Agathe Mercante  • 5 février 2020 abonné·es
Besançon mise sur le vert-rouge-rose
Anne Vignot, tête de la liste Besançon par nature, créditée de 34 % des intentions de vote.© Nicolas-Baptiste Beliard

J’avais envie qu’avec cette alliance le peuple de gauche ait les yeux qui pétillent », explique Christophe Lime, élu communiste de Besançon et l’un des premiers à avoir œuvré à la candidature d’Anne Vignot, écologiste à la tête d’un vaste rassemblement de la gauche pour les élections municipales. Les yeux qui n’ont jamais vu la capitale franc-comtoise pétillent quoi qu’il arrive. Les hauteurs, où est installée la gare de Besançon-Viotte, offrent une vue imprenable sur la cité, nichée dans l’un des méandres du Doubs. Le dôme du clocher de la cathédrale Saint-Jean domine les rues pavées de la vieille ville, où les voitures ne sont pas les bienvenues.

C’est dans la Grande Rue, dans l’ancien local d’une boutique au nom évocateur – Bagheera – que les candidats ont installé le QG de campagne d’Anne Vignot. L’élue Europe Écologie-Les Verts a été désignée pour porter le projet d’une vaste coalition regroupant le PCF, le PS, Génération·s et À gauche citoyens !, une association de militants, pour beaucoup anciens du Front de gauche. Une grande table, quelques chaises en carton – « c’est écolo », nous indique-t-on –, d’innombrables portants qui accueillent les manteaux des quelques visiteurs, un petit chauffage électrique ronronnant et un kakémono aux couleurs de cette alliance verte-rouge-rose, nommée « Besançon par nature », ont été installés.

Anne Vignot est contrariée ce jeudi matin. Elle a reçu un message incendiaire, immédiatement suivi d’un communiqué de presse, d’Éric Alauzet, candidat à la mairie et député de La République en marche après être passé par EELV et le PS. À l’occasion de la manifestation contre les retraites de la veille, le local de l’élu du cru a été « décoré » d’une trentaine d’autocollants de la CGT et de SUD. Il dénonce « la tyrannie d’une minorité de radicaux » et fait état d’« agressions verbales et physiques, [d’]intimidation et [de] violence ». « Ce ne sont que des autocollants », tempère Anne Vignot. Plus tard dans la journée, plusieurs manifestants iront bâtir un mur de chaussures devant sa permanence parlementaire, cette fois en référence aux députés godillots de la majorité.

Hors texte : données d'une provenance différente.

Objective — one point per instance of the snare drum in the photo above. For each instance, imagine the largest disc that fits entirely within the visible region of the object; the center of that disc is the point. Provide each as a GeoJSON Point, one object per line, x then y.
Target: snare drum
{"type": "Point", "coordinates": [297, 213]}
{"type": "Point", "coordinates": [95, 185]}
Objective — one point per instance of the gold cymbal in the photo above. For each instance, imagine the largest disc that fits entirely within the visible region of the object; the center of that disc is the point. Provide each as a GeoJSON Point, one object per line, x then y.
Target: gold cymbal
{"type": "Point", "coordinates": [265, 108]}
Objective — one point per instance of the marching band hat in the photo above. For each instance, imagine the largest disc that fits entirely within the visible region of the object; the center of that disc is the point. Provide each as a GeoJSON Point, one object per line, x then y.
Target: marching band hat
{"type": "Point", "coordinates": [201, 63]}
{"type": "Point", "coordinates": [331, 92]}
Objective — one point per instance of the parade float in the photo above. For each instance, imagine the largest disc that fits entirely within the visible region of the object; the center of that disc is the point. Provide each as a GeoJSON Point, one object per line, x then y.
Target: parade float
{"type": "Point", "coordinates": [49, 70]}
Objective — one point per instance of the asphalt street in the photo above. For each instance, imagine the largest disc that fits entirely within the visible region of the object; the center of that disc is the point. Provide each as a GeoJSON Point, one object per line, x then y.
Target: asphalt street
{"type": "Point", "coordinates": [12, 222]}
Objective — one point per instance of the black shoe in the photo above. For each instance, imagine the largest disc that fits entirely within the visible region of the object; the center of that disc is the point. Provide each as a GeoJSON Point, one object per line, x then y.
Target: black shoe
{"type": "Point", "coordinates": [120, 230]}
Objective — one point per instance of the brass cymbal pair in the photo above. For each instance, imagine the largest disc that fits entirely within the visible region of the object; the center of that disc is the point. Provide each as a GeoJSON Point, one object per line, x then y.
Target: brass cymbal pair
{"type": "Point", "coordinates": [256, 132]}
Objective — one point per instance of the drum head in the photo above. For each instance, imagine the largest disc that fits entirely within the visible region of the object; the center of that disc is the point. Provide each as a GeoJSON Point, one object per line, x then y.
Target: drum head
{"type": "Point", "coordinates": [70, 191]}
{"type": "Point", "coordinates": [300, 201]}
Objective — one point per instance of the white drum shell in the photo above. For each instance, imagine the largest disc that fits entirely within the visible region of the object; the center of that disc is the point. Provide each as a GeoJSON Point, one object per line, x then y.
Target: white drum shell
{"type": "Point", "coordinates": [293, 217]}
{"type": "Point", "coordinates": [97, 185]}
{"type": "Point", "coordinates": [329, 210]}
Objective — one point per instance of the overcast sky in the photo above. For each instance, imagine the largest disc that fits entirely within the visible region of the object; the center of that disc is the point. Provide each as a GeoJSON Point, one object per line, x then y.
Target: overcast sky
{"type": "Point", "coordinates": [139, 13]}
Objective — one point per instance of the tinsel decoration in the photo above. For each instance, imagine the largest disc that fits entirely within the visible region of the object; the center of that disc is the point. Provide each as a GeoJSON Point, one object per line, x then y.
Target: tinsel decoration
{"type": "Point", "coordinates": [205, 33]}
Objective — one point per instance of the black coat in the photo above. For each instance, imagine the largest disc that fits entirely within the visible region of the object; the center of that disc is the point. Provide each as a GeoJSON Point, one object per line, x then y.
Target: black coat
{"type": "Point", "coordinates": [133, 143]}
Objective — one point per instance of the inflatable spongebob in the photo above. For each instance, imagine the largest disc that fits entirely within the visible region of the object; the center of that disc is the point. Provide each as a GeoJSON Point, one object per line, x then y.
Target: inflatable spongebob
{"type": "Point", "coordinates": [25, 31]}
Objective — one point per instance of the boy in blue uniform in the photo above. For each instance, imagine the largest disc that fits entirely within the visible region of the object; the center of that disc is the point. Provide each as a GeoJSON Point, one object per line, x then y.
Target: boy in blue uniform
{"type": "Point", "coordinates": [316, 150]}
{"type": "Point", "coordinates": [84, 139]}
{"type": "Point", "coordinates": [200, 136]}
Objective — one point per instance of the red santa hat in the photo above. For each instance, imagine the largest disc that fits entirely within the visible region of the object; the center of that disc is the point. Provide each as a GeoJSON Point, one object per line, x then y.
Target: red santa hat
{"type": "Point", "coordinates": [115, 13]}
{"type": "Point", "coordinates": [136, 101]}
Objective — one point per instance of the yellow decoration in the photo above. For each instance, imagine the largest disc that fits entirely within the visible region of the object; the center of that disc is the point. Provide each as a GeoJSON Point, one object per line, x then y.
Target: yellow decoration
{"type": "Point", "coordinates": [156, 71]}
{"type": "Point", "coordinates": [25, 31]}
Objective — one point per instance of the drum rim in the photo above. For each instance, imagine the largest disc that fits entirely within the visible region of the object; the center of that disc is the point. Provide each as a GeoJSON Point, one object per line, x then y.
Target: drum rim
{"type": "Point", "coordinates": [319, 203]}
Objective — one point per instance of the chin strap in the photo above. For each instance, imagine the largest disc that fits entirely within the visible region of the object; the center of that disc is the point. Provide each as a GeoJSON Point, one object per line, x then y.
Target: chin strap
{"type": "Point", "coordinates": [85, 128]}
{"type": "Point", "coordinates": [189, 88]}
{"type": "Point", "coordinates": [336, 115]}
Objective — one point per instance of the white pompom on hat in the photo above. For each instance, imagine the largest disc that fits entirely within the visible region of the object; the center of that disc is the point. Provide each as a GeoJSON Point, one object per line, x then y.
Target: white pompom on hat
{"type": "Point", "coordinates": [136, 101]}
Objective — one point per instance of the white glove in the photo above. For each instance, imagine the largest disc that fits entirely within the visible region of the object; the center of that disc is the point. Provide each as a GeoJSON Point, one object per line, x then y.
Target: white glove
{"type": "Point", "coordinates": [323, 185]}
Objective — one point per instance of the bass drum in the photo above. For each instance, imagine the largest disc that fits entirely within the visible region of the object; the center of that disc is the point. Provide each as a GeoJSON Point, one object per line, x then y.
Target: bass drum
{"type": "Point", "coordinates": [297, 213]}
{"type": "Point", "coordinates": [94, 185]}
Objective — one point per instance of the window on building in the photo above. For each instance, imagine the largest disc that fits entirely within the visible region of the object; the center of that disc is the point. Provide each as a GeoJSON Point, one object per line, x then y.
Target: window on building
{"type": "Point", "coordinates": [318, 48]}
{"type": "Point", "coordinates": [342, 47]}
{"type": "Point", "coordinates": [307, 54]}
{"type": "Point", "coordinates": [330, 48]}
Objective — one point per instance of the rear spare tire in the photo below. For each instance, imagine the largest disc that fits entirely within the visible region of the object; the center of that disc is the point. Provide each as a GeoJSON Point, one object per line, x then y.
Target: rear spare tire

« Les Bisontins sont des personnes d’une grande rigueur intellectuelle qui n’admettent pas que l’on déroge à ses convictions », constate Christophe Lime. Si rien n’indique que ces actions soient liées à l’équipe de « Besançon par nature », le marcheur semble vouloir le faire croire. La campagne s’intensifie à mesure que l’échéance du 15 mars se rapproche et les coups bas fusent. « Ils ont peur de nous ! C’est pour ça qu’ils nous attaquent », estime Élise Aebischer, troisième sur la liste et membre de Génération·s.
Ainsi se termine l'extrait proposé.